Excerpt: “Reducing 28-day or 30-day readmissions has become an important aim for healthcare services, spurred in part by the introduction of financial incentives for hospitals with high readmission rates in the USA, England, Denmark, Germany and elsewhere.

“Unfortunately, many of the most effective interventions are costly, since they are multimodal and involve several components and multiple healthcare practitioners. Therefore, some healthcare teams are turning to predictive models in order to identify patients at high risk for readmission and focus resource intensive readmission prevention strategies on such ‘at risk’ patients.”

“While doubts remain about the practical value of predictive risk models (for example because it is not clear whether interventions are more effective when targeted at high-risk than low-risk patients5), it is undeniable that many models accurately predict readmission risk. Among the 14 published models that target all unplanned readmissions (rather than readmissions for specific patient groups), the ‘C statistic’ ranges from 0.55 to 0.80, meaning that, when presented with two patients, these models correctly identify the higher risk individual between 55% and 80% of the time. As a benchmark, consider one study6 that asked practitioners to estimate the 30-day readmission risk for patients discharged from their tertiary medical centre in 2008.

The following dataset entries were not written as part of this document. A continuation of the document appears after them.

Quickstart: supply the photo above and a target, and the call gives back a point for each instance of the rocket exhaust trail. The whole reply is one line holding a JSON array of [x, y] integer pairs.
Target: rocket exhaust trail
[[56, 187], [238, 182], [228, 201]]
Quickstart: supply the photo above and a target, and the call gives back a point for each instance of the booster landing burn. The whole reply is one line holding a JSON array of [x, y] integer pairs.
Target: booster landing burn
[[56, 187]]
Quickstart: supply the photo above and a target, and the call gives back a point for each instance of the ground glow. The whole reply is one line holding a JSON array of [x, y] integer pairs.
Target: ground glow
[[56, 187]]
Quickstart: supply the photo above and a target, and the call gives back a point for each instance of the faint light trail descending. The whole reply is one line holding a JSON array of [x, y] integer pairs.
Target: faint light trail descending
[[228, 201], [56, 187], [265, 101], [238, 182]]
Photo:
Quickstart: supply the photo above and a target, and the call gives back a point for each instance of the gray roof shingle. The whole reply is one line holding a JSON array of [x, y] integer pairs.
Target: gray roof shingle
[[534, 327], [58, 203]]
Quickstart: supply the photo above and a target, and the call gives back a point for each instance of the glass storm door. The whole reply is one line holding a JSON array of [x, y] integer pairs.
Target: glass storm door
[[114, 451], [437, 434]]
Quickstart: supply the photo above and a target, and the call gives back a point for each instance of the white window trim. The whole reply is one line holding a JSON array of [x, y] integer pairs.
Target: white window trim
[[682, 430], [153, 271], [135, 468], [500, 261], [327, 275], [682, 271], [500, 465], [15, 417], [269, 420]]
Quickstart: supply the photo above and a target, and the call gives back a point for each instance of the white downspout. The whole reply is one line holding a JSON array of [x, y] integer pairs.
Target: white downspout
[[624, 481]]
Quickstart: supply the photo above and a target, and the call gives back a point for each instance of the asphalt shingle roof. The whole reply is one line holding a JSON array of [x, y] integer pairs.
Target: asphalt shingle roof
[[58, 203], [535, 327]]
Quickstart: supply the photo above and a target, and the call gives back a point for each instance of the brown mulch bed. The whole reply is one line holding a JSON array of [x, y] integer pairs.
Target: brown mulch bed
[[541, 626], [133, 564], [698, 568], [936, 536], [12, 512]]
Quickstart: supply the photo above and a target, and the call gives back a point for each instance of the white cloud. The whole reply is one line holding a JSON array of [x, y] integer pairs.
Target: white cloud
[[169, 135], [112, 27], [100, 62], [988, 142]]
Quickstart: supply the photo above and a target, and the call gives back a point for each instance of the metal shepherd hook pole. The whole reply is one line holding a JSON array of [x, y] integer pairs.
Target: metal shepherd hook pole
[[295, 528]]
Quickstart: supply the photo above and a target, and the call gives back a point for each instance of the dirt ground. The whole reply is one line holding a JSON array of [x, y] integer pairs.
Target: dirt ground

“Staff physicians, residents and interns correctly predicted patients who would return to hospital within 30 days with a C statistic of around 0.58 (considerably below the typical target for acceptable discrimination of at least 0.7). Nurses and case managers performed little better than chance (with C statistics of 0.55 and 0.50, respectively) in predicting readmissions at the time of discharge.6 It is possible that the predictions of healthcare practitioners have improved since 2008, due to the many insights since published in the literature regarding the causes of readmissions. Nonetheless, it seems likely that some predictive models outperform clinicians when it comes to discriminating between patients at high and low readmission risks.”

“Now that the technical feasibility of predictive modelling has been demonstrated, it is timely to ask where next. In this editorial, we argue that the priority lies with developing logic models that link the outputs from these models to the decisions practitioners need to make regarding the care of individual patients.”


WBB Take: 30-day Hospital readmission represents a flag for missed opportunities, quality issues, and increasingly incur payment penalties. Correctly identifying at-risk patients prior to discharge would enable hospitalists to seize opportunities to improve health outcomes, lower morbidity and mortality risks, and reduce financial penalties. However, staff tend to be no better at predicting readmission risk than chance, and the predictive models range in accuracy between awful (very slightly better than flipping a coin), to useful (correct 80% of the time or better). Few models are ready for the role of real-time decision support.

The “Holy Grail” is to predict with higher than 85% accuracy that a patient is at high risk of post-discharge issues prior to making the decision to hold or discharge them. This information must be presented to clinicians through a usable interface, and in a way that it supports discharge planning and improves the clinical plan in real time.

While models are in general still a distance from being at that point, machine learning, and process mining may eventually yield models that can provide real-time operational support prior to discharge.